Early Life and Medical Formation
Valentin Voyno-Yasenetsky showed exceptional artistic ability in youth but chose medicine in order to serve suffering people. After the family's move to Kiev in 1889, he completed gymnasium and art school before entering the medical faculty of the University of Kiev, then known as the St. Vladimir Medical School.
Earning his degree in 1903, he excelled in anatomy and later studied ophthalmology at a Kiev clinic, developing expertise in treating the eye disease trachoma. He began his career as a district physician, refusing payment from his patients regardless of their ethnicity or beliefs.
He married Anna Vasilyevna Lanskaya, a sister of mercy, and they had two children. The family moved to Tashkent in 1917, the year he became head surgeon and professor at the Tashkent hospital. Anna had contracted tuberculosis and died there in 1919.
Surgical Contributions
Voyno-Yasenetsky's magnum opus, Sketches of Purulent Surgery (1934), remains a reference manual for surgeons. His surgical expertise encompassed procedures on the gallbladder, stomach, and abdomen, as well as neurosurgery and orthopedics, and he devised joint-resection operations for the treatment of osteomyelitis.
He was a pioneer of regional anesthesia. He published Regional Anesthesiology in Petrograd in 1915 and, in 1916, defended a specialized thesis on anesthesia of the trigeminal nerve, becoming the first to describe ethanol injection methods for the nerve's branches. At a 1922 medical conference in Turkestan he presented reports on the surgical treatment of tuberculosis and on purulent joint processes.
His medical work received official recognition even under the Soviet state: he was awarded the Stalin Prize for medicine in 1946 and the medal 'For Valiant Labour in the Great Patriotic War 1941–1945.'
Episcopal Ministry
Voyno-Yasenetsky was ordained a priest in 1921, adopting the religious name Luke, and was consecrated a bishop in 1923 by Bishop Andrew of Ufa.
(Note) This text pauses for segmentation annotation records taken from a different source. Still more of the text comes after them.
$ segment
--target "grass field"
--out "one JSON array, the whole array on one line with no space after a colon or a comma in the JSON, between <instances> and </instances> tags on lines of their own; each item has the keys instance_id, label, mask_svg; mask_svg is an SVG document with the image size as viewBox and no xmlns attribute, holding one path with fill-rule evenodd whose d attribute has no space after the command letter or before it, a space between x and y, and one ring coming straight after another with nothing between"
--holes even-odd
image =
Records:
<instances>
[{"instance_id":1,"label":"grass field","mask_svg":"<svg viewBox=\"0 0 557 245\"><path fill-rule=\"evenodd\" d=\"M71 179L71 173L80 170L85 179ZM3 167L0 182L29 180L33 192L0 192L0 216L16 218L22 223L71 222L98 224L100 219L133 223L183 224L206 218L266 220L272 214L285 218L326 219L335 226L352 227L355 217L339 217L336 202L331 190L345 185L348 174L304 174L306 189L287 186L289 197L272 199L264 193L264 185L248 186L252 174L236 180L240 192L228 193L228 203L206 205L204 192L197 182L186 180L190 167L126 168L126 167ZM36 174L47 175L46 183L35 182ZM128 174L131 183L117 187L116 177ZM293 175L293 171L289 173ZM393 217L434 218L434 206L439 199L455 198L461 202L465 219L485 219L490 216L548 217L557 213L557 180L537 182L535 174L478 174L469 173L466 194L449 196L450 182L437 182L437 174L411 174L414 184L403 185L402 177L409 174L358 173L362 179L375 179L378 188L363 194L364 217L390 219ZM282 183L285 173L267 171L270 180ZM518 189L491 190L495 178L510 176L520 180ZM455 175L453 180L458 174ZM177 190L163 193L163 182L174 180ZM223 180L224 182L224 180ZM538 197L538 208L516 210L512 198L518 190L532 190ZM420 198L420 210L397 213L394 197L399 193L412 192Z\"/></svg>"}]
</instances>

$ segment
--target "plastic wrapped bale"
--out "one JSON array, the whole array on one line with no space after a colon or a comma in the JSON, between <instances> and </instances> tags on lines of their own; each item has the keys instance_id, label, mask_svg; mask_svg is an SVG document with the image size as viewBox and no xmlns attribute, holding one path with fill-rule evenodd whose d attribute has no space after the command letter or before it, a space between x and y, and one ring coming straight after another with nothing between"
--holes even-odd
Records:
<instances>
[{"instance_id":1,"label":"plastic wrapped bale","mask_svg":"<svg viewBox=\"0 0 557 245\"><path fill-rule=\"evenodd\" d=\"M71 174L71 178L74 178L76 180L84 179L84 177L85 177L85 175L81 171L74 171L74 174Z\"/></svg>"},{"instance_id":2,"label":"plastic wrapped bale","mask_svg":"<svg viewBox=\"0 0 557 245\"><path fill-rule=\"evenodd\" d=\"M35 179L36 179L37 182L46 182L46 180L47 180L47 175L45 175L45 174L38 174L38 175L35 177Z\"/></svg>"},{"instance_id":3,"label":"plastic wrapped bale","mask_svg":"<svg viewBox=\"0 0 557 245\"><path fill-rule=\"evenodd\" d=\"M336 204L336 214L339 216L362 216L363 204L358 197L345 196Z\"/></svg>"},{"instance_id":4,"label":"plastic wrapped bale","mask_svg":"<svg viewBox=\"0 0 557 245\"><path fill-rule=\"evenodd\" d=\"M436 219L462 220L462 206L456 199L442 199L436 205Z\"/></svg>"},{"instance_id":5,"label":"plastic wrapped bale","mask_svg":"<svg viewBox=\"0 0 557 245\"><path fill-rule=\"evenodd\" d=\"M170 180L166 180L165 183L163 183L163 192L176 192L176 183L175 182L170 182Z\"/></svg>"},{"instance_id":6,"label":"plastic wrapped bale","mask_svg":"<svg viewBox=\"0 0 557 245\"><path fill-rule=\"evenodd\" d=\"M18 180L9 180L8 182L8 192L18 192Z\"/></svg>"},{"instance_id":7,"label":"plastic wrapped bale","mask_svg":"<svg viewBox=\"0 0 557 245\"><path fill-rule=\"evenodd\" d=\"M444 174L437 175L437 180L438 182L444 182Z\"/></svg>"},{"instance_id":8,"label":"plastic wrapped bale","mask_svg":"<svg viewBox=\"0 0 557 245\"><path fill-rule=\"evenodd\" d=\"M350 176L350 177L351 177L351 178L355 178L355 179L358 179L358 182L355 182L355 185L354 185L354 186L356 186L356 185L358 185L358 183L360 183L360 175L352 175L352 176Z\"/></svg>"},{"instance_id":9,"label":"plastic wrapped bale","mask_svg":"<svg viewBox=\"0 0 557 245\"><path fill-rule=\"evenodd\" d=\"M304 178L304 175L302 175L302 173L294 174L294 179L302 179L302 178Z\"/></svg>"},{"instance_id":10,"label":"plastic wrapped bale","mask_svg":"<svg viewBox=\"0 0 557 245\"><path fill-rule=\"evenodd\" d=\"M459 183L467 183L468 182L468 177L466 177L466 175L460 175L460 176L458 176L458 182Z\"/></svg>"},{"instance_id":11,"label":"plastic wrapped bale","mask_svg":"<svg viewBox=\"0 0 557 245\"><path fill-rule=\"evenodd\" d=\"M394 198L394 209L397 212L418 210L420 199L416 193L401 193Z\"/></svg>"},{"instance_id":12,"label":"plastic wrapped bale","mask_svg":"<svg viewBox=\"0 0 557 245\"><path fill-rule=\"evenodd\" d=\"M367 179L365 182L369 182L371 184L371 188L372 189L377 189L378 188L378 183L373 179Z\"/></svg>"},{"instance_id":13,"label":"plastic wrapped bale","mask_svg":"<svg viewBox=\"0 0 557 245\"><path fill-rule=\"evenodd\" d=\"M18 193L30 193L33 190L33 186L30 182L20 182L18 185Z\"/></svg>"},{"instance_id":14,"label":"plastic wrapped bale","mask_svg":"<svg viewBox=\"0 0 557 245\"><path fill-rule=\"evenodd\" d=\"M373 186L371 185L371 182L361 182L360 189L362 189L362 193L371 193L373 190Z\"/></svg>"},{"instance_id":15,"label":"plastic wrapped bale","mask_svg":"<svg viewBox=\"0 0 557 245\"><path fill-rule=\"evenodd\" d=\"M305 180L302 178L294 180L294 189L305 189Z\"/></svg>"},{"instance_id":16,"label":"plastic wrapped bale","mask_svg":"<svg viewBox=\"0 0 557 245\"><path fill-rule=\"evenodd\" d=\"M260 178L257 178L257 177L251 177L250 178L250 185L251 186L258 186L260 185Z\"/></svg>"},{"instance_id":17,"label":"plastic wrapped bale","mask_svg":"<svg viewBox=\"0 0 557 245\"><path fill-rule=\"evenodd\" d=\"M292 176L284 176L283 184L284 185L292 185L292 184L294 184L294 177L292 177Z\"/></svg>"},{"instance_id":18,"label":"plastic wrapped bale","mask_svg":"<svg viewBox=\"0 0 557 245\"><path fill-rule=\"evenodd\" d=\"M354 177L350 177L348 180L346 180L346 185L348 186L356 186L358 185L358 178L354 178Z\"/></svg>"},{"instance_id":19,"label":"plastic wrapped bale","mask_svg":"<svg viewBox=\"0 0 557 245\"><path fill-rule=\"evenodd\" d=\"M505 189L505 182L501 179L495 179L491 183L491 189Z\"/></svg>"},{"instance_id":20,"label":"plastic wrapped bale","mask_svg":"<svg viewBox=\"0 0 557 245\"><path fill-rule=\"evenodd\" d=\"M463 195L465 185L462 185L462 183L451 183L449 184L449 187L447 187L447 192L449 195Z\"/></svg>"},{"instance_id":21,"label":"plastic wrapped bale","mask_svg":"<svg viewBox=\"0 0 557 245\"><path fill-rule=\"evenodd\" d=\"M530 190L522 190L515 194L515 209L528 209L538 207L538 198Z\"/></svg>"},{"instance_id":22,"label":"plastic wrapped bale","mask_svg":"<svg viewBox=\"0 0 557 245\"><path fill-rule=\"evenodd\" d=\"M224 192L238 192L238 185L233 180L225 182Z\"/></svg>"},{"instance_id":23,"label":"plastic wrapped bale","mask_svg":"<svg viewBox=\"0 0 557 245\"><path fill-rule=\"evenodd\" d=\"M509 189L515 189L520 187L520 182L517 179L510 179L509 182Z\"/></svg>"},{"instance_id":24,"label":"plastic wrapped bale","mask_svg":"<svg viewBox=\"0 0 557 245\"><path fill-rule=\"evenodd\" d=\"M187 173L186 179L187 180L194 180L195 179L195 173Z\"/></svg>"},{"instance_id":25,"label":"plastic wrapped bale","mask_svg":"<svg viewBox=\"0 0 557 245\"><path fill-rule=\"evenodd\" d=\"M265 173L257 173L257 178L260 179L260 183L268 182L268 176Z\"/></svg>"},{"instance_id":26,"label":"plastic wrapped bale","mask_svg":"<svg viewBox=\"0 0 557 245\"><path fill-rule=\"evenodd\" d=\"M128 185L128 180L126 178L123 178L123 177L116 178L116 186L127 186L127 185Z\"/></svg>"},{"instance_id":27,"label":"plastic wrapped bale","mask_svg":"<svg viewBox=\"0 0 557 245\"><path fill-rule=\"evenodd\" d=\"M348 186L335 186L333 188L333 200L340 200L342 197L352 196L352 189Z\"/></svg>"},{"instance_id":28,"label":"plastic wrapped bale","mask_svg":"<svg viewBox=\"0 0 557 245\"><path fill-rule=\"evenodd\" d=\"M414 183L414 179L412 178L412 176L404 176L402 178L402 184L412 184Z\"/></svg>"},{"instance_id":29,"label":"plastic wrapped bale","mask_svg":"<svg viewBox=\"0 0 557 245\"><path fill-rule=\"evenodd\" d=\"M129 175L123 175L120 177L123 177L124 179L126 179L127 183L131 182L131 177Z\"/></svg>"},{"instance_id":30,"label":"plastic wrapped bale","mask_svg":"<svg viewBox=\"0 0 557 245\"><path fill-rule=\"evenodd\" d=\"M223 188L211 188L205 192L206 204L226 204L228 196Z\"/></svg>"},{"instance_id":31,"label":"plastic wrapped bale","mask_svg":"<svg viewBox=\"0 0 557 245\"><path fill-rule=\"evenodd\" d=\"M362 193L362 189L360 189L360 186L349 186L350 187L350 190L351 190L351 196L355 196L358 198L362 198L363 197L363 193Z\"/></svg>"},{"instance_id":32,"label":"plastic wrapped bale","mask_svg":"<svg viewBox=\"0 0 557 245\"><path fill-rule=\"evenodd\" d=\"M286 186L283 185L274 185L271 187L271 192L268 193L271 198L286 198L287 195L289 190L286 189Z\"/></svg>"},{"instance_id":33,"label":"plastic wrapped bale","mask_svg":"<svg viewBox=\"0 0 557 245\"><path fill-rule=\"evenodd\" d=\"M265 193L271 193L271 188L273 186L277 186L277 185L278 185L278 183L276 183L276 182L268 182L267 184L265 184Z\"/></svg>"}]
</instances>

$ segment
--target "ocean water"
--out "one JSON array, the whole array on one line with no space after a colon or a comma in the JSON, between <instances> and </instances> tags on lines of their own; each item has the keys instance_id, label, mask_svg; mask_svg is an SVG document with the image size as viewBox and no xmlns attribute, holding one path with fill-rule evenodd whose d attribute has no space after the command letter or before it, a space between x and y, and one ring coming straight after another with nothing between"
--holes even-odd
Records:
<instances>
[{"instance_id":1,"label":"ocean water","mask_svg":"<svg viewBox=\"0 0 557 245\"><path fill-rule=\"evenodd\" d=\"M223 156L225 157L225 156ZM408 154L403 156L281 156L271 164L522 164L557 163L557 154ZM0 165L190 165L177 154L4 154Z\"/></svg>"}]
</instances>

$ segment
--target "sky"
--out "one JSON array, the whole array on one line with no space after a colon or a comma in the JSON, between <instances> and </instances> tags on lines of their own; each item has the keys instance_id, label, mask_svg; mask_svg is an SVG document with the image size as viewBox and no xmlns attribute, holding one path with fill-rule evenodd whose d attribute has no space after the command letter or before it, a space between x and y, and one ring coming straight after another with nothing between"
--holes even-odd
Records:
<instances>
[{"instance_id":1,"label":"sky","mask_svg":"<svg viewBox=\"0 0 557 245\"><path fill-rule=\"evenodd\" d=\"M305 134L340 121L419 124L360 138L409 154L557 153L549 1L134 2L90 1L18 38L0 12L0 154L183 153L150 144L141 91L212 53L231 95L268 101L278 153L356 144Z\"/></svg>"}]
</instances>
He took the name Luke after the apostle who was both an evangelist and a physician.
He held a succession of sees: Bishop of Tashkent and Turkestan (1923–1927), Archbishop of Krasnoyarsk and Yenisei (1942–1944), Archbishop of Tambov and Michurinsk (1944–1946), and finally Archbishop of Simferopol and Crimea (1946–1961).
He continued to practice surgery while serving the Church, and by tradition refused to operate without an icon present, wearing his bishop's cassock in the operating room. Over thirty-eight years of ministry he is said to have delivered 1,250 sermons, of which some 750 survive, gathered in twelve volumes. He celebrated his last Divine Liturgy at Christmas 1960 and delivered his final sermon on Forgiveness Sunday.
Persecution and Exile
Under Soviet rule Archbishop Luke endured three separate imprisonments and roughly eleven years of internal exile. He was first arrested after being falsely accused of misconduct in his surgical work involving Red Army soldiers. Further arrests followed in 1930, bringing a three-year exile, and in 1937, with more than two years of interrogation.
In 1940 he was sentenced to five years' exile in Krasnoyarsk. During the Second World War he offered his medical services to the authorities and was appointed a consultant to the Krasnoyarsk hospitals in 1941, continuing his surgical practice while still exercising his ecclesiastical office.
Repose and Legacy
Blindness overtook him completely in 1955, yet he continued his ministry. He died on 11 June 1961 in Simferopol at the age of 84. His funeral became a spontaneous popular demonstration: despite government efforts at suppression, the faithful ignored roadblocks, filled the streets, and chanted 'Holy God' throughout a procession lasting some three and a half hours.
He is remembered as 'the Blessed Surgeon,' a figure who united the vocations of physician and bishop through an era of state atheism, and is venerated as a patron of medical workers.
Relics & Shrines
Archbishop Luke's remains were disinterred on 17 March 1996 and, on 20 March 1996, transferred to Holy Trinity Cathedral in Simferopol. Accounts relate that some forty thousand people took part, and report an inexplicable fragrance and the discovery of his incorrupt heart.
His relics are venerated as wonderworking at Holy Trinity Church in Simferopol and at the Sagmata Monastery in Greece, and portions of his relics are held in Greek monasteries and churches internationally.
Glorification
Archbishop Luke was canonized by the Ukrainian Orthodox Church in November 1995 and officially glorified by the Russian Orthodox Church on 25 May 1996. He was further recognized by the Ecumenical Patriarchate of Constantinople on 13 June 2019.
He is commemorated on 11 June (new style), corresponding to 29 May (old style).